Seamount Magnetism From Helbig's Integrals: Application to the Rano Rahi Seamount Field (East Pacific Rise 17°–19°S)

Abstract

Determining accurate magnetization directions is essential for interpreting magnetic anomalies and inferring the subseafloor crustal magnetization of submarine volcanoes. Furthermore, magnetization directions can be used to determine the polarity of the Earth's magnetic field at the time the seamount was formed, which in turn can be correlated with the geomagnetic polarity time scale to provide independent means of dating submarine volcanic edifices. Here I show a new method to determine seamount magnetization directions from observed magnetic anomalies, based on their fundamental properties expressed by Helbig's infinite integrals, and I propose practical strategies to reduce effects associated with limited-size surveys.

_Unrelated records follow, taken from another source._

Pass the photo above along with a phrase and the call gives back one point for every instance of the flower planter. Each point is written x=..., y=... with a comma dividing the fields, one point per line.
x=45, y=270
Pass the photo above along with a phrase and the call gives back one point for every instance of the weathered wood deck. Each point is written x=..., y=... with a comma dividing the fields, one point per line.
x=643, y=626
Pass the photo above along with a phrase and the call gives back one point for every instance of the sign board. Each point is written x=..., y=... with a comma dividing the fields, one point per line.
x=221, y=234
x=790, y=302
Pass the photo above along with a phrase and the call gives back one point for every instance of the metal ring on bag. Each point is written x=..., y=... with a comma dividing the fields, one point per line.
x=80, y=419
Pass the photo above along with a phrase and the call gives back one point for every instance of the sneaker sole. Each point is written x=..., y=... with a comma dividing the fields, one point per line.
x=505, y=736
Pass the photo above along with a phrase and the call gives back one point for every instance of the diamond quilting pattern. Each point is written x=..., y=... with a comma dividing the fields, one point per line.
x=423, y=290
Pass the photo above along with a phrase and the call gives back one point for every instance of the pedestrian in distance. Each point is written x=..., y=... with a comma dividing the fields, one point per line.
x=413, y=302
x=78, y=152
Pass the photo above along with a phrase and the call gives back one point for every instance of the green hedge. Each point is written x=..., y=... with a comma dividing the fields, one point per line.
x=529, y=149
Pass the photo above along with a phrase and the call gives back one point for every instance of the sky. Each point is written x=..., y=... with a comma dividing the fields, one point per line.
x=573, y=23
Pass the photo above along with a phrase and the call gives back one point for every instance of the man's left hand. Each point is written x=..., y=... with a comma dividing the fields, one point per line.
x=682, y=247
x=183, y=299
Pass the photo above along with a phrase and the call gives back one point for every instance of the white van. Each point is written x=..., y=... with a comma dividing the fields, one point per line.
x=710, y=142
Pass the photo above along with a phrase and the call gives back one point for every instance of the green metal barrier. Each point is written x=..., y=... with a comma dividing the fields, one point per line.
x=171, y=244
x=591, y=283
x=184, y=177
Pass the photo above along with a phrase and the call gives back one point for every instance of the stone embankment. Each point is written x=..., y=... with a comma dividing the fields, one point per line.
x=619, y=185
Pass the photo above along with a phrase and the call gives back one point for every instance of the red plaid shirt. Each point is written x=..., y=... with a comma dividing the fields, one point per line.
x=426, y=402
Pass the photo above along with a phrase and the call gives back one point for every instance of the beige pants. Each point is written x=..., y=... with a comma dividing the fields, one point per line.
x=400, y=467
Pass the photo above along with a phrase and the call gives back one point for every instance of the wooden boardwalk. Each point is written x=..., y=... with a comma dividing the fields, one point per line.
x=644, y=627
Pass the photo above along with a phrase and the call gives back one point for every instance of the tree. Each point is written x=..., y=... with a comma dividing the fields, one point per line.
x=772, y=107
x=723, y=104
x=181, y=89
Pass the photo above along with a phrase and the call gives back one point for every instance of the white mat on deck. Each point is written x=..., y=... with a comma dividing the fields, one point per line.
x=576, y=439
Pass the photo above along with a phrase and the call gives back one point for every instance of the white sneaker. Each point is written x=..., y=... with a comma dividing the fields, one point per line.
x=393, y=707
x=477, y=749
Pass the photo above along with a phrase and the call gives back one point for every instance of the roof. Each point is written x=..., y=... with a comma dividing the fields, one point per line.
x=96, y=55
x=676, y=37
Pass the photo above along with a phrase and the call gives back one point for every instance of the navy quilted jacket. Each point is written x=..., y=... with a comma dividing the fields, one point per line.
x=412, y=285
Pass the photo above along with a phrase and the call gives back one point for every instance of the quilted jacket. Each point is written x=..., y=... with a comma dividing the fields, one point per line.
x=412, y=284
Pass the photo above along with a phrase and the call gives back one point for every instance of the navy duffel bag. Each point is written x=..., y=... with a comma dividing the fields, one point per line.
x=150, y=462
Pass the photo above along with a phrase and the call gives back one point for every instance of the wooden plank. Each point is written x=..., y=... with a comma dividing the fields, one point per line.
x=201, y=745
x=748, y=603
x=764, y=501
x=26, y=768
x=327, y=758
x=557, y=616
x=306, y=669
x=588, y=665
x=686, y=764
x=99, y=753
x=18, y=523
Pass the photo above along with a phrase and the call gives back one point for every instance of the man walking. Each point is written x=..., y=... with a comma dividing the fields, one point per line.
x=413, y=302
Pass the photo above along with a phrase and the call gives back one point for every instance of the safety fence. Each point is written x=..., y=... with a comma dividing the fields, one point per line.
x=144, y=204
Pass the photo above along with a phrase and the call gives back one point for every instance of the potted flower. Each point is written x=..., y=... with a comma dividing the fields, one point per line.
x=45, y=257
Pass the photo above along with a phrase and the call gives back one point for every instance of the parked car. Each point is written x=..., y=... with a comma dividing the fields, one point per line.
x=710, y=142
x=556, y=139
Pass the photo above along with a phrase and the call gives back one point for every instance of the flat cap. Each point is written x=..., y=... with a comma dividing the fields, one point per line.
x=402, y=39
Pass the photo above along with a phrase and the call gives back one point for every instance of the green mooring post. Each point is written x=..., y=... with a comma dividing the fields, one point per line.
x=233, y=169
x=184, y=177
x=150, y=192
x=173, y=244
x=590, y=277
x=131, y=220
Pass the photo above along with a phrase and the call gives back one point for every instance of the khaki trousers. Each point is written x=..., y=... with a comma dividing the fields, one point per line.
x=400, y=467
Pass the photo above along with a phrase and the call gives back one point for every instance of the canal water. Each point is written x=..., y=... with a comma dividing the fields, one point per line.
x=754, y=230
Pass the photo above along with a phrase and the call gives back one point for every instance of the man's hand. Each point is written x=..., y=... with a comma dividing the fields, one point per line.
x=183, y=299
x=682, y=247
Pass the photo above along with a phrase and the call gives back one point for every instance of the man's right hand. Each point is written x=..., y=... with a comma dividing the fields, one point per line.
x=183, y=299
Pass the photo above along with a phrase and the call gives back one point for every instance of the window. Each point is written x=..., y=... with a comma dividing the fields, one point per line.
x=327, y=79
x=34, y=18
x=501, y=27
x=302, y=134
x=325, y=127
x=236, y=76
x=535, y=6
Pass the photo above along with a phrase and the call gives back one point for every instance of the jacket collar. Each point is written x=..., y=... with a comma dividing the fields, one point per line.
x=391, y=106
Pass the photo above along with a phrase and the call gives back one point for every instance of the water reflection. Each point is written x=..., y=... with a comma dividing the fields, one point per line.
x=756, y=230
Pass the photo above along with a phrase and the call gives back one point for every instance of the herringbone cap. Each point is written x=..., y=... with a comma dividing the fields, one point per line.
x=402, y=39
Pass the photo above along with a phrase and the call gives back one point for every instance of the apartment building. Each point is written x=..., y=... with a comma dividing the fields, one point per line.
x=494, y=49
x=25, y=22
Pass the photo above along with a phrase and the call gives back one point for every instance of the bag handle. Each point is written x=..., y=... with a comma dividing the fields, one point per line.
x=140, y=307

The method provides more reliable results than conventional methods based on semi-norm minimization, as demonstrated by the example of Ita Mai Tai Seamount on the Magellan Seamount Trail. The systematic application of this method to the Rano Rahi Seamount Field, in proximity of the East Pacific Rise (EPR) 17°–19°S shows a pattern of alternating crustal magnetization polarities, consistent with few available radiometric ages and with the geomagnetic polarity time scale for the last 3.5 Ma. The corresponding correlation provides an independent tool for dating seamounts in this region, yielding an average constructional volume rate in the range ∼0.5 × 10⁻³–1.3 × 10⁻³ km³/yr for each volcano, which implies a significant contribution of the total magma supply rate is produced off-axis.